A Sociedade do Anel: Gandalf e a grandeza da simplicidade
Em A Sociedade do Anel, Gandalf prova que verdadeira grandeza não está no poder, mas na capacidade de amar, sentir e enxergar beleza nas coisas simples da vida.
Mesmo sendo um ser transcendental e que existe há mais tempo do que se possa imaginar, Gandalf ainda assim escolheu a beleza da simplicidade para se agarrar.
Mandado à Terra-média como um guia, Gandalf, o Cinza, sempre demonstrou um fascínio incomum pelos pequeninos do Condado: os Hobbits.
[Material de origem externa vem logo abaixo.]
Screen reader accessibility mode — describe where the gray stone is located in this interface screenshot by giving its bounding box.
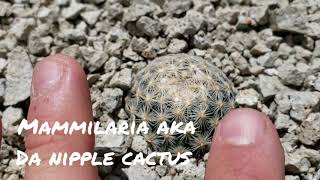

Visitando suas terras quando podia e colecionando amizades e até alguns olhares tortos, o mago cinzento nunca deixou de ver os pequeninos como seres com um tipo de magia incomum.
Dentre todas as suas idas e vindas, as aventuras com Bilbo e Frodo Bolseiro são, sem a menor sombra de dúvidas, as mais memoráveis. E não só isso: Gandalf, desde sempre, acreditava em todo o potencial que um Hobbit poderia ter, seja para as habilidades furtivas de um gatuno improvável, seja para a resiliência necessária para carregar um fardo maior do que se pode imaginar. E é aí que vive a curiosa magia de Gandalf.
Não importa qual seja seu título — o Cinza ou o Branco —, Gandalf permanece sendo Gandalf, e é isso que significa ser Gandalf. Um ser que, apesar de ser muito, ainda vê beleza em ser simples e que, acima de tudo, sabe amar. Sabe que nem todas as guerras são vencidas com sangue, que almas podem, sim, ser salvas e que o “fim” não é um fim de verdade. Mas, acima de tudo, nos ensina que nem todas as lágrimas derramadas são de tristeza.
Mais que um Maiar, Gandalf é aquele que escolheu a jornada acima do próprio poder, que escolheu o simples acima do complexo, que se permitiu sentir, que soube chorar e que, acima de tudo, soube amar. Amar tudo e todos à sua volta.
Para além de qualquer poder divino, Gandalf é, sem dúvidas, o mortal imortal mais humano que podemos conhecer.